Really Simple Syndication
Copyright 2003-4 Randy Charles Morin
Today, I encountered this really weird problem trying to read a particular RSS feed. In fact, I've stubbled across a few RSS feeds w/ this problem. They seem to be related, but I've yet to figure out the exact problem. In fact, if I copy the RSS files to my server, the problem doesn't replicate. The issue relates to RSS version 0.91 feeds w/ a blank line located either directly above or below the DOCTYPE declaration. But, since I can't replicate the problem w/ the same file on my server, there must be a secondary sympton relating to the HTTP headers (or so I speculate). Here's the .NET code that fails, using Ken MacLeod's RSS feed.
System.Xml.XmlDocument doc =new System.Xml.XmlDocument();
The issue does not affect many .NET-based RSS readers at all, but it fails predictably. So, I assume that most .NET-based RSS readers don't use this code construct. By the way, the test does not fail using a local copy of the same RSS file. The problem is not new, as I've discovered an old M$FT newsgroup posting w/ the same error message.
Update: In all cases, the problem was unrelated to anything I've mentionned above.
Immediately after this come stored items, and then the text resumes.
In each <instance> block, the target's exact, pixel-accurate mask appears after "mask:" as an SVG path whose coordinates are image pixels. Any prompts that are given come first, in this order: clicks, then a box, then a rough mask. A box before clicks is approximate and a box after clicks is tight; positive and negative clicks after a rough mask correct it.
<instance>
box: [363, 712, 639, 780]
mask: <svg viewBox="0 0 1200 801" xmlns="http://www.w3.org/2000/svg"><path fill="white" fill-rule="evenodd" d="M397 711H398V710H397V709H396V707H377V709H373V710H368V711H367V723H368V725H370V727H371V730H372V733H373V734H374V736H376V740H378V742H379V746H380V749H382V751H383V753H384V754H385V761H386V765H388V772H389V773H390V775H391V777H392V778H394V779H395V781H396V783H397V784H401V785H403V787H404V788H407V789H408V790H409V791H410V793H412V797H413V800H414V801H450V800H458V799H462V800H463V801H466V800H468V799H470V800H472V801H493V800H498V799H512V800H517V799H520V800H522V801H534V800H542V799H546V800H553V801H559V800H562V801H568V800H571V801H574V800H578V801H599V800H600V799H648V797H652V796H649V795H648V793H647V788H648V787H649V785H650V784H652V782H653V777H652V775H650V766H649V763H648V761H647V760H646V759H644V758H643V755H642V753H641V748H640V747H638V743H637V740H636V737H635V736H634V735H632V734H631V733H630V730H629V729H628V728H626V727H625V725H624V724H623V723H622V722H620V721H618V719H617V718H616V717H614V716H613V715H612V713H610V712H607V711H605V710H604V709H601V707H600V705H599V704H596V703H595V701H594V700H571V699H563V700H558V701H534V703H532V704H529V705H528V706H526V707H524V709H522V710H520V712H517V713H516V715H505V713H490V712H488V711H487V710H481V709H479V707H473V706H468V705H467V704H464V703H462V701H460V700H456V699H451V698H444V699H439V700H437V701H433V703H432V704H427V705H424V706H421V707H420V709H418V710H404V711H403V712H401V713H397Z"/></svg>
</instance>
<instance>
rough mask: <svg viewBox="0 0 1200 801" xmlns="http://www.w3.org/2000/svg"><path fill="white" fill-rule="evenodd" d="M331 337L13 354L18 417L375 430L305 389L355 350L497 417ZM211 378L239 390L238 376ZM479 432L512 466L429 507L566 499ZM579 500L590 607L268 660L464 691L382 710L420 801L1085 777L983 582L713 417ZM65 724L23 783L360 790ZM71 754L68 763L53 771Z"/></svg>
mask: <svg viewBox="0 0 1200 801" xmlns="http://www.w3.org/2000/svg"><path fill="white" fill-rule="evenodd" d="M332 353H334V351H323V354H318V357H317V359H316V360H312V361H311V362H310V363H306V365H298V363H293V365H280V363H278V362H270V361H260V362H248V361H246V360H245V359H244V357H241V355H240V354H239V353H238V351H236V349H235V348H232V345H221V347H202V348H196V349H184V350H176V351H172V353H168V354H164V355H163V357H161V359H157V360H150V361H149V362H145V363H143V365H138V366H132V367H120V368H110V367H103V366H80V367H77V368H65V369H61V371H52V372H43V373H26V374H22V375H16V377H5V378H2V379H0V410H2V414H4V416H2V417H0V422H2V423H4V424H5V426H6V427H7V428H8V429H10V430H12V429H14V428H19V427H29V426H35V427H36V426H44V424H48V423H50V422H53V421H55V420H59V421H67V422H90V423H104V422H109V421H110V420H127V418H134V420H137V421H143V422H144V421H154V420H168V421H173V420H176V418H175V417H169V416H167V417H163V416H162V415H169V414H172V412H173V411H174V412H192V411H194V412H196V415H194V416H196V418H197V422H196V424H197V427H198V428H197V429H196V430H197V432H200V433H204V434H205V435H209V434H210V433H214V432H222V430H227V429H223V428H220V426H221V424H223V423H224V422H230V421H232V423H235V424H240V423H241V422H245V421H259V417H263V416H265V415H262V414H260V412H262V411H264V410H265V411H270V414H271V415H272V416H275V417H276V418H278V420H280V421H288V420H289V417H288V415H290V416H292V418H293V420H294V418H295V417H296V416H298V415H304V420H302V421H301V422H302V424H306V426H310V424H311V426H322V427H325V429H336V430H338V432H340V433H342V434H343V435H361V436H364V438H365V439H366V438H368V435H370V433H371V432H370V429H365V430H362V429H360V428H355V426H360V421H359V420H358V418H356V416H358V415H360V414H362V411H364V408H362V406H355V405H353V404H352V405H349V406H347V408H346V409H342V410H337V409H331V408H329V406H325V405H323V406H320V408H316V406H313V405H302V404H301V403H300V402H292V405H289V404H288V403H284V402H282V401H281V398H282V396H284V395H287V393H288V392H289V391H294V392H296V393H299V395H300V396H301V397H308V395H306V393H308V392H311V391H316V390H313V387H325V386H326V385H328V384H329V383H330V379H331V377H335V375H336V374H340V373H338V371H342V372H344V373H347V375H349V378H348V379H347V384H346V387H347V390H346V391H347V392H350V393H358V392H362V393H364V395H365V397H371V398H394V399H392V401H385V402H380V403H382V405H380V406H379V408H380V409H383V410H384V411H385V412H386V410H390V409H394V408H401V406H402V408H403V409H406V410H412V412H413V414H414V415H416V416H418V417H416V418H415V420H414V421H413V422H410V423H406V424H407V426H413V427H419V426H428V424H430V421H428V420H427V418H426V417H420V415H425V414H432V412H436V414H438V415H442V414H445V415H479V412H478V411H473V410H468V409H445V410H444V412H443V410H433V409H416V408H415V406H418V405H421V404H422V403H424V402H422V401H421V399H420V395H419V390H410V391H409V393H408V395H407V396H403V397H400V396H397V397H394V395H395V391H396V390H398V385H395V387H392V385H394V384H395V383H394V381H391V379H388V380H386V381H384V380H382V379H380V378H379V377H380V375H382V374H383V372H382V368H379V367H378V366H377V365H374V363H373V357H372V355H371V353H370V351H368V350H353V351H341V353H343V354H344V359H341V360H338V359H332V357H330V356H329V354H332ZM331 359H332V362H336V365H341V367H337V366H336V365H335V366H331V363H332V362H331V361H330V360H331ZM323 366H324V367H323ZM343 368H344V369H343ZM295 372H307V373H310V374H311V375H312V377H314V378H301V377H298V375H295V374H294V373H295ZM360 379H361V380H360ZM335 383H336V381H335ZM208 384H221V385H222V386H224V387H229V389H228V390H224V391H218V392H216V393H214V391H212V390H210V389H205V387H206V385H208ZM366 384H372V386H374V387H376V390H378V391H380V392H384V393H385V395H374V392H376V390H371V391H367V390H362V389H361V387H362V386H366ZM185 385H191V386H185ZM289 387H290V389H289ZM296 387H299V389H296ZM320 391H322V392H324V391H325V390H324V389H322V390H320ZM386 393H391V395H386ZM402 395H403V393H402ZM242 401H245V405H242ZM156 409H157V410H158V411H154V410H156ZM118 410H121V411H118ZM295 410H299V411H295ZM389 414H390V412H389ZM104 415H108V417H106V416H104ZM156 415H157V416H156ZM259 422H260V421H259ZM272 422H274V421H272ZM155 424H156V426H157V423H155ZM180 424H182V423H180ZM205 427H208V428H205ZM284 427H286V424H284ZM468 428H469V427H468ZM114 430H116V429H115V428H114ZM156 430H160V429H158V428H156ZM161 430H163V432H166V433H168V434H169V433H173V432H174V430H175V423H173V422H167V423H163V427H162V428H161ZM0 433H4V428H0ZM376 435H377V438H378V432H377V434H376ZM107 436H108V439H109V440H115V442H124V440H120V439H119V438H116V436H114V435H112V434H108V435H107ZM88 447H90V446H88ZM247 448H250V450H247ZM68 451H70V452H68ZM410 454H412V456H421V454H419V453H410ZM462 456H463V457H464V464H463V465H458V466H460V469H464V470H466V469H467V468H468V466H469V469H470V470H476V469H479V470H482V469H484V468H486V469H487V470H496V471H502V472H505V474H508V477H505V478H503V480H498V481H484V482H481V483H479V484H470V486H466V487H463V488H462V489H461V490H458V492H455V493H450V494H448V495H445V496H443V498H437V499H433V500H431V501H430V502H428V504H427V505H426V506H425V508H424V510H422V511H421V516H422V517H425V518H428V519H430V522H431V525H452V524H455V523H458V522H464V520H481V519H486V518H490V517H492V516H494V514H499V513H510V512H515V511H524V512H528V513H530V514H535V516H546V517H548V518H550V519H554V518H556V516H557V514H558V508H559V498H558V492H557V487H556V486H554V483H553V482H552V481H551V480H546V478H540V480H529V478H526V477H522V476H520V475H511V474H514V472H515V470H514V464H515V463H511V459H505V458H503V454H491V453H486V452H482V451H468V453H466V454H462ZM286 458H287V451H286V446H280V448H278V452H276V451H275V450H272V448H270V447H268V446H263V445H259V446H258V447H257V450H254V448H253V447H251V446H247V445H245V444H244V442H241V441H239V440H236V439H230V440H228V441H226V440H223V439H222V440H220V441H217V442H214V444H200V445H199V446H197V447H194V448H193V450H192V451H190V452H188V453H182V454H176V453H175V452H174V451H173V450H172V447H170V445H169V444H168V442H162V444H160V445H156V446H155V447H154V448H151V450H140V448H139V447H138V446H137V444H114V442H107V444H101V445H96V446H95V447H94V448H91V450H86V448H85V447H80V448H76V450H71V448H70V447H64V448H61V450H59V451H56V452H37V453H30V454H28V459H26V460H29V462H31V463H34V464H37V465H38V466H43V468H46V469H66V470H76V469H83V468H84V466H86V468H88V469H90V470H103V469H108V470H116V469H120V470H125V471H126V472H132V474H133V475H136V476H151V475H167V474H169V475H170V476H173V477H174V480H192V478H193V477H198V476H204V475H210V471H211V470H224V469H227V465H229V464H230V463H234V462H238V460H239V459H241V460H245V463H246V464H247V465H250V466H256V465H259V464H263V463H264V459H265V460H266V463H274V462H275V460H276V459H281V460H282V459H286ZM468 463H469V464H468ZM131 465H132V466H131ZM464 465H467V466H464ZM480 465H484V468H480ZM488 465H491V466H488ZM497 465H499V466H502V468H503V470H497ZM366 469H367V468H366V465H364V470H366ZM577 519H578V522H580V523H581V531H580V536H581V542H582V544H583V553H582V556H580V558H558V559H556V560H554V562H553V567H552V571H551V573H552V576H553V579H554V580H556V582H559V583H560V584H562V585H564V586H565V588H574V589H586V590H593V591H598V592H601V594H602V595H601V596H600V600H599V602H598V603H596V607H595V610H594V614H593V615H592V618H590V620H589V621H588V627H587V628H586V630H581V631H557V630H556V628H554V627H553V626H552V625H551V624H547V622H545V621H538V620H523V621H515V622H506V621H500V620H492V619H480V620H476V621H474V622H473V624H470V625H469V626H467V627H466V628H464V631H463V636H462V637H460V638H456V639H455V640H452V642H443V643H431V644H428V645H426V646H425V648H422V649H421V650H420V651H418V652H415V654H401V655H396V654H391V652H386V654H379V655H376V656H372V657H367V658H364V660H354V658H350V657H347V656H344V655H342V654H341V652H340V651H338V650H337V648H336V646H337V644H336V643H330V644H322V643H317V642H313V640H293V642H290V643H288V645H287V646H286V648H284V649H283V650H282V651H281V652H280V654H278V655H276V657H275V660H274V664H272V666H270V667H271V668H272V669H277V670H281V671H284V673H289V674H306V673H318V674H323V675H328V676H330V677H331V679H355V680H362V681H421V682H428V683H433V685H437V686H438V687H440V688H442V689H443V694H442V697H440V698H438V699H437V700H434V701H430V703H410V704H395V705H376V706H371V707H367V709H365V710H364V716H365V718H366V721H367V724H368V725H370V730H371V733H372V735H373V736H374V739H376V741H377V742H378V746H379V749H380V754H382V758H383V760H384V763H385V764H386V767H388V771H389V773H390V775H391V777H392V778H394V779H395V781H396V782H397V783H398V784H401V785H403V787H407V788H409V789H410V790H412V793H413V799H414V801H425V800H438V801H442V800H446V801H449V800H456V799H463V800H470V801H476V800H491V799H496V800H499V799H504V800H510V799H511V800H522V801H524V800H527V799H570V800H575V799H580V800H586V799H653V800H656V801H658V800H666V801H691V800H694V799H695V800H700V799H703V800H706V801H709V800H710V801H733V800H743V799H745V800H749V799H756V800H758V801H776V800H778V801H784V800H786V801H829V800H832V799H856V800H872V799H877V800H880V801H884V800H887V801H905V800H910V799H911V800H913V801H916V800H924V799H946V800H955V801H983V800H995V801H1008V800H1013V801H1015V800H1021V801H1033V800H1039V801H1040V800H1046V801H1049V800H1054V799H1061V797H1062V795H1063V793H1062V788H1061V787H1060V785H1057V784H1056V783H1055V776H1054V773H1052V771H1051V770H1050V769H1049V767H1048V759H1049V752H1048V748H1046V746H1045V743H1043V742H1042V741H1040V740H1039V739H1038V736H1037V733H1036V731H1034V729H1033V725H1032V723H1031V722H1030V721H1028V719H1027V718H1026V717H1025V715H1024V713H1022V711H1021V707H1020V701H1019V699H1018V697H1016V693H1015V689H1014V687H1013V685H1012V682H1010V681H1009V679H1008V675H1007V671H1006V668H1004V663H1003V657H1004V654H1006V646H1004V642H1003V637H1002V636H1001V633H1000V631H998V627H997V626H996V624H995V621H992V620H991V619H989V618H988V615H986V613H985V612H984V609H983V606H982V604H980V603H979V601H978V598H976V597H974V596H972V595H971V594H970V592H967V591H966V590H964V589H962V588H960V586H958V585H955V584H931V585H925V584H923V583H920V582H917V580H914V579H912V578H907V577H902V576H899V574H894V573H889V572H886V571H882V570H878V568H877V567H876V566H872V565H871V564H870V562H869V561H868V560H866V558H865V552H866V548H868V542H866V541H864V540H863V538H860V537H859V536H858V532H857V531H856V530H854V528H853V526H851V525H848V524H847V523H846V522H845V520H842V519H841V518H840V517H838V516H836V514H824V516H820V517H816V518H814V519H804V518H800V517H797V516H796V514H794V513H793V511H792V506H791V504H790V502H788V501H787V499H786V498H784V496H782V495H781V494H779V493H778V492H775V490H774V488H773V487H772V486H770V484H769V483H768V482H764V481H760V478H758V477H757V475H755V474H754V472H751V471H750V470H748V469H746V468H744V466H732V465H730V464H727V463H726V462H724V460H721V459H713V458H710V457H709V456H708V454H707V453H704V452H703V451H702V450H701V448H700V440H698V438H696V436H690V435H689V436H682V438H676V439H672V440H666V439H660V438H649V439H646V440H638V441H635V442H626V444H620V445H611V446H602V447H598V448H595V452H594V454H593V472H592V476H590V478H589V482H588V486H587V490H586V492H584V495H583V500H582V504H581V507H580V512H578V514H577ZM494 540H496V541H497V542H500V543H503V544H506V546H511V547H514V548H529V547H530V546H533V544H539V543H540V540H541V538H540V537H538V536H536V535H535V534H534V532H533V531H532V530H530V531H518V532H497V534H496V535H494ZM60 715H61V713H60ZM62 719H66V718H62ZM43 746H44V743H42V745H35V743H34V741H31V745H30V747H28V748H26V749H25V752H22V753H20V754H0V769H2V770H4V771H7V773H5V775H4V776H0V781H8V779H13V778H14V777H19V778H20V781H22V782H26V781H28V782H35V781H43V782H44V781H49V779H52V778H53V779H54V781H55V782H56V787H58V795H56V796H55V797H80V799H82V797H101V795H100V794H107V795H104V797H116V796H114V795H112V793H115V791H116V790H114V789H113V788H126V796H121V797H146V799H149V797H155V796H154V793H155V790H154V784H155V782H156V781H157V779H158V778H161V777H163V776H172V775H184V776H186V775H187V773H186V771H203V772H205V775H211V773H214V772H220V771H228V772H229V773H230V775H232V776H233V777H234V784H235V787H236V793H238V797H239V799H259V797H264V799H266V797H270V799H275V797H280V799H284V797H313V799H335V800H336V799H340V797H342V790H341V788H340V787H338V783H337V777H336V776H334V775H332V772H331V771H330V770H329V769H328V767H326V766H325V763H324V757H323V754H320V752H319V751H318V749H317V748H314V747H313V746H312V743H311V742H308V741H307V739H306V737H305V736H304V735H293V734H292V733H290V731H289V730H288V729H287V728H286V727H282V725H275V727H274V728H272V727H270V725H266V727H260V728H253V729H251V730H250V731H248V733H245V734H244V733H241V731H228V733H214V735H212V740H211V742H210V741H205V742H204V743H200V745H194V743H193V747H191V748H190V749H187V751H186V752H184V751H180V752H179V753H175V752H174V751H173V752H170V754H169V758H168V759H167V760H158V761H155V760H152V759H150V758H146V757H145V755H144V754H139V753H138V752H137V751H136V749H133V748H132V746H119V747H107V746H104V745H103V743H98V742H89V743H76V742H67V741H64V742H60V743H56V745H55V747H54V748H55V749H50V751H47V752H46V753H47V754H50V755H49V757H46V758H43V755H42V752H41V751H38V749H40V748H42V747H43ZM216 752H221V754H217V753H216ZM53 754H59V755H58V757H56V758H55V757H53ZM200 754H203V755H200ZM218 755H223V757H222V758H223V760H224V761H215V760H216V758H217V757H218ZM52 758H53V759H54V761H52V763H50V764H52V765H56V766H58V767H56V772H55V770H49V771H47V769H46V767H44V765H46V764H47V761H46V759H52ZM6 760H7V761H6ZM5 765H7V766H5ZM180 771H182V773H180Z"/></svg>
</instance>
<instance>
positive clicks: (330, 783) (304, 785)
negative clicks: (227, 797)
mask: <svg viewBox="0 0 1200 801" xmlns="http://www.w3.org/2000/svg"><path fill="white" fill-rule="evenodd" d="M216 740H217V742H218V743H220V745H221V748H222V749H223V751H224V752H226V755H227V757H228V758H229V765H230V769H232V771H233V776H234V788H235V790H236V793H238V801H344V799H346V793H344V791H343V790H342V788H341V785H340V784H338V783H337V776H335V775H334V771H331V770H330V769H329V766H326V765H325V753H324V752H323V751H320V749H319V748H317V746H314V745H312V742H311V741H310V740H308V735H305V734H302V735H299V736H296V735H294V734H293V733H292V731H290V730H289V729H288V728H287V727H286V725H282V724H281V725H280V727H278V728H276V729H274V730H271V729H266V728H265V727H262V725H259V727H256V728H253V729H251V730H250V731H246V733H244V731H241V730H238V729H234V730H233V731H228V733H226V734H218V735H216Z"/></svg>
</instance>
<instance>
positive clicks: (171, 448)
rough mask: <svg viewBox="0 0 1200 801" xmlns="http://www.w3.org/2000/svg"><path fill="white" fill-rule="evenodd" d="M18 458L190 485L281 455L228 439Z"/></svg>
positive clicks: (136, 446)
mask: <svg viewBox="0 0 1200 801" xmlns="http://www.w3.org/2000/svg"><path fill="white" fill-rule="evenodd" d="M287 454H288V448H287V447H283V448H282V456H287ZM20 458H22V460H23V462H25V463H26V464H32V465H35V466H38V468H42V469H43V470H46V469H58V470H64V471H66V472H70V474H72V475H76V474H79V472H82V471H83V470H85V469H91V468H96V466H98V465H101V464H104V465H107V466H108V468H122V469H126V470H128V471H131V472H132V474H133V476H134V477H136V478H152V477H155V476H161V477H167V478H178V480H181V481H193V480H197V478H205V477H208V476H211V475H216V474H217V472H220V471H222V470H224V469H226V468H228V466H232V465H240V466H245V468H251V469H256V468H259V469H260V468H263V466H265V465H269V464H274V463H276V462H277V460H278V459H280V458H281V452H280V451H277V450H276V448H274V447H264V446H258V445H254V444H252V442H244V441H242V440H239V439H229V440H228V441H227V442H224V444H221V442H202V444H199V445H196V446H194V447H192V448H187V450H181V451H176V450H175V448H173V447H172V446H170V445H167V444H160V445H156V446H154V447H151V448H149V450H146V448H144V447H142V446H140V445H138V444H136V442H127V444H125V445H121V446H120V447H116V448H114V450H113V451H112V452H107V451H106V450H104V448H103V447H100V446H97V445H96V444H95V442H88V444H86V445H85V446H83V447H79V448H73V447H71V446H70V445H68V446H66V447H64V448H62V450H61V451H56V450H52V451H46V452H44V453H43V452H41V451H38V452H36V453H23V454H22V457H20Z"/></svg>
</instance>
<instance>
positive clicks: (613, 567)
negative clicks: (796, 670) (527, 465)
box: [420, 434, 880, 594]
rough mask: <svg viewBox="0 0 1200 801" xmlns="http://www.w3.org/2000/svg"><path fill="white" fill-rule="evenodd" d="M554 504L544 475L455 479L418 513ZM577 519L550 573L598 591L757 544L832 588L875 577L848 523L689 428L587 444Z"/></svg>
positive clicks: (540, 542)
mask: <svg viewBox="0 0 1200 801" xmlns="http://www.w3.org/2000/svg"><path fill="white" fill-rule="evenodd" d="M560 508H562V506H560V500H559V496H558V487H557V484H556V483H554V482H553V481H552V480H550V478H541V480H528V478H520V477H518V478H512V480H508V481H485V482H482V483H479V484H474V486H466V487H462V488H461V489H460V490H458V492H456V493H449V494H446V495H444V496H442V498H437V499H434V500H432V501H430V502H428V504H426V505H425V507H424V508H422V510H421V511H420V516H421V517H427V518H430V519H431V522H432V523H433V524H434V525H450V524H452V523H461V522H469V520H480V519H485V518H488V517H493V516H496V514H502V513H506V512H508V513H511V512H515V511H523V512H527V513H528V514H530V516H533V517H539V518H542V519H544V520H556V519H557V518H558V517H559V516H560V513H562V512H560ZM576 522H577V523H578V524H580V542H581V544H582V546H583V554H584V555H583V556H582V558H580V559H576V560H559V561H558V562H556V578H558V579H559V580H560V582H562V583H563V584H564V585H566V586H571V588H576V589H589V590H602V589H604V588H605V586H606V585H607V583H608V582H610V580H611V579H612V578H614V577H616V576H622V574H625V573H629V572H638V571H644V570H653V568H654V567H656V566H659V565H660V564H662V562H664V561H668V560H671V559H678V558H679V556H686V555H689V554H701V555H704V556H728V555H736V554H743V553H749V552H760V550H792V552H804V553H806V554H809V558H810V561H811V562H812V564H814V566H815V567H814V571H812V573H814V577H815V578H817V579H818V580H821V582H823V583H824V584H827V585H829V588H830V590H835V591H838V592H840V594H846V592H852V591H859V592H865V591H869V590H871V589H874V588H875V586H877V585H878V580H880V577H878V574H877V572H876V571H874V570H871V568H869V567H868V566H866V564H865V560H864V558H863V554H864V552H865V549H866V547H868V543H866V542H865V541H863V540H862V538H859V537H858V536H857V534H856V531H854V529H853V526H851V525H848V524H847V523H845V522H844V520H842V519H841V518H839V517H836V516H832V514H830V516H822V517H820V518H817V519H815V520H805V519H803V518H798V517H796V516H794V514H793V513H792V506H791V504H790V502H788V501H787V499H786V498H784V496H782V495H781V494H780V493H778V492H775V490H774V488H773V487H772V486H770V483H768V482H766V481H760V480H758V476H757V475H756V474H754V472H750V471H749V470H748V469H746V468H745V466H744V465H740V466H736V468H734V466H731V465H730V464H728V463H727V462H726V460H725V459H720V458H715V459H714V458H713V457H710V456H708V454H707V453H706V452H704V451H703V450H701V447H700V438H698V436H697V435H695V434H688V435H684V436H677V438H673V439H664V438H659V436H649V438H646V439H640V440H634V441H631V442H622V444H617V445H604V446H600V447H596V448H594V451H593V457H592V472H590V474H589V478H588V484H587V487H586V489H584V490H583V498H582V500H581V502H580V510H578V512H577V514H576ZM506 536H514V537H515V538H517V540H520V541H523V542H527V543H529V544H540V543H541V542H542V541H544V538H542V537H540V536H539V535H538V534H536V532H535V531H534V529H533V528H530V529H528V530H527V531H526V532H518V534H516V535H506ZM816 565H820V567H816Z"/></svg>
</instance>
It was all red herrings that seemed relevant until I found the root cause. Both files were, in fact, invalid XML. They had extra invalid characters in the wrong places. In Ken's case, he has invalid characters before the XML declaration. In the second case, he had a couple extra invalid non-space characters between the XML declaration and the DOCTYPE declaration. Case closed.
Update: Case unclosed. The author of the second feed has informed me that the couple extra invalid characters were accidently added when he tried to delete his DOCTYPE. I had advised him such. He deleted the extra characters and the DOCTYPE and his feed is fine now.
Update: Case re-opened. A reply from Ken indicated that he thought his feed was correct. So, back to reading bytes of an HTTP response. I then, caught on to the fact that Ken's server was using chunked transfer coding, which explains the extra bytes I was seeing, the chunk length. The question remains "Why doesn't Ken's feed work w/ .NET XmlDocument.Load method?"
Update: In case anyone is wondering, I've tested other feeds w/ chunked encoding and they don't all fail. I've encountered only three other feeds that fail in the same manner, but the list grows.